Herşey üç kortla başladı
“Ailemde benden önce kimse tenis oynamamıştı. Ben tenise aşık oldum ama bu tamamen şans eseri oldu. Ailemin restoranının önüne birbirine çok yakın üç tenis kortu inşa ettiler.
Henüz 4-5 yaşlarındaydım fırsat buldukça oynayanları izlemeye başladım. Sonra ailemden nasıl oynayacağım konusunda yardım istedim. Bana bir raket verdiler ve her şey başladı”
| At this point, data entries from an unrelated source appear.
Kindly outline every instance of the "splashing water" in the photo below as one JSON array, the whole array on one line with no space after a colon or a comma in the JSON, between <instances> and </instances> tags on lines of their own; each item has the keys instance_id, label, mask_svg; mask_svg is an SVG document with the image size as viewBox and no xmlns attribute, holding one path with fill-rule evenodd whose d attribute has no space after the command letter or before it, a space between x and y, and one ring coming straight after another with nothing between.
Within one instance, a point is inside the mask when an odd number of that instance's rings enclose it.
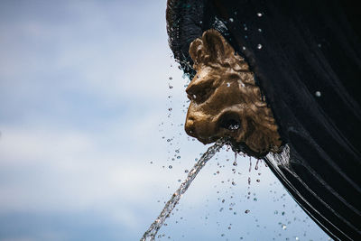
<instances>
[{"instance_id":1,"label":"splashing water","mask_svg":"<svg viewBox=\"0 0 361 241\"><path fill-rule=\"evenodd\" d=\"M180 184L180 188L171 195L171 199L165 204L163 209L154 222L149 227L148 230L143 235L141 241L154 240L158 230L163 225L165 219L170 216L174 207L180 201L181 196L186 192L190 183L196 178L199 171L206 165L207 162L211 159L222 146L227 143L227 140L222 138L218 140L215 144L210 146L207 152L202 155L199 161L194 165L192 170L190 171L187 179Z\"/></svg>"}]
</instances>

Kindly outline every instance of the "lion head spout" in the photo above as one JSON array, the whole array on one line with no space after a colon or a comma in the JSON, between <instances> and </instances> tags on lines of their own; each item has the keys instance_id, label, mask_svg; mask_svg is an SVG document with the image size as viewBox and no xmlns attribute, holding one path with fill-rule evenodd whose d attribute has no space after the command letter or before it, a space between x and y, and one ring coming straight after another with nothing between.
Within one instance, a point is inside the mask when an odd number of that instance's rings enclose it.
<instances>
[{"instance_id":1,"label":"lion head spout","mask_svg":"<svg viewBox=\"0 0 361 241\"><path fill-rule=\"evenodd\" d=\"M193 41L190 55L197 73L186 89L187 134L203 144L230 137L256 157L278 152L277 125L245 60L216 30Z\"/></svg>"}]
</instances>

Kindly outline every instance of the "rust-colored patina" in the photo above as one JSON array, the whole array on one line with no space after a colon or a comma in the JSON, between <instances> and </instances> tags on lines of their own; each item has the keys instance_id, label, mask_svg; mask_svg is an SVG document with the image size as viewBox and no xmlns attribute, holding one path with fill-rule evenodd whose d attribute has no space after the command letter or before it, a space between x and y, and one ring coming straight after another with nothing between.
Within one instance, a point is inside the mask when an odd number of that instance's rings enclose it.
<instances>
[{"instance_id":1,"label":"rust-colored patina","mask_svg":"<svg viewBox=\"0 0 361 241\"><path fill-rule=\"evenodd\" d=\"M190 105L185 130L203 144L231 137L255 157L279 152L277 125L245 60L216 30L190 46L197 71L186 89Z\"/></svg>"}]
</instances>

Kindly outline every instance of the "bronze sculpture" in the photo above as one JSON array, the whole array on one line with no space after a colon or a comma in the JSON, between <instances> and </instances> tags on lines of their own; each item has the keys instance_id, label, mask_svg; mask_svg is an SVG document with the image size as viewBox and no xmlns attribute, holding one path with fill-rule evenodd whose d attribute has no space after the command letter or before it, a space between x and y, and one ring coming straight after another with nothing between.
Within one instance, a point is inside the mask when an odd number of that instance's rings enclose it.
<instances>
[{"instance_id":1,"label":"bronze sculpture","mask_svg":"<svg viewBox=\"0 0 361 241\"><path fill-rule=\"evenodd\" d=\"M187 134L203 144L232 137L255 157L279 152L277 125L245 60L216 30L193 41L190 55L197 73L186 89Z\"/></svg>"},{"instance_id":2,"label":"bronze sculpture","mask_svg":"<svg viewBox=\"0 0 361 241\"><path fill-rule=\"evenodd\" d=\"M167 5L169 43L184 73L197 81L197 54L190 54L190 45L205 31L219 32L247 62L272 110L268 116L277 125L281 149L287 147L273 153L280 144L273 135L272 154L264 160L332 238L360 240L361 15L356 1L168 0ZM205 93L200 99L218 89L225 94L218 97L225 105L214 106L215 110L209 103L208 110L201 109L192 100L187 132L203 143L225 134L236 138L244 125L235 114L214 122L219 115L216 110L235 104L227 98L236 98L235 89L226 90L225 79L216 85L220 88L190 87L190 99L194 92ZM191 120L203 111L211 114L199 115L203 123ZM267 144L257 148L250 142L244 144L246 138L238 140L241 147L249 144L240 148L248 154L262 157L267 150Z\"/></svg>"}]
</instances>

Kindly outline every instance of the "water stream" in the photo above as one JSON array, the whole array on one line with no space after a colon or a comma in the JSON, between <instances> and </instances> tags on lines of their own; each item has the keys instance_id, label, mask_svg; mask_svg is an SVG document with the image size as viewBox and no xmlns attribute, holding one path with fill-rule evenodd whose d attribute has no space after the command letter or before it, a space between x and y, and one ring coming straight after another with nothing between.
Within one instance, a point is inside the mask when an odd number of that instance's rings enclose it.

Sırp raketi başarıya götüren faktörlerden birisi beslenmesine dikkat etmesi. Protein yoğun bir beslenmeye ağırlık veren ve balık yiyen bir vejeteryan olan Djokovic glutensiz, şekersiz ve deniz ürünlerini içeren pesketaryen diyeti yapıyor. Yemekle ilgili sırlarını yayınladığı kitapta anlattı.
Aşı dışı tedavi
Aşı karşıtı tutumuyla bilinen Novak Djokovic’in, Kovid-19’a karşı tedavi geliştiren bir biyoteknoloji firması var. Aşı dışında bir tedavi geliştirmek için uğraşan şirket, koronavirüsün insan hücresine bulaşmasını engelleyen bir peptit geliştiriyor.
Miami’nin de dışında
Sırp tenisçi, aşı yaptırmadığı gerekçesiyle ABD vizesinin reddedilmesi sonucu Indian Wells Masters tenis turnuvasından çekildi. 22 Grand Slam zaferi ve 378 hafta dünya 1 numarasında kalma başarısıyla rekorları elinde bulunduran Djokovic, bu durumda Miami Açık Turnuvası’na da katılamayacak.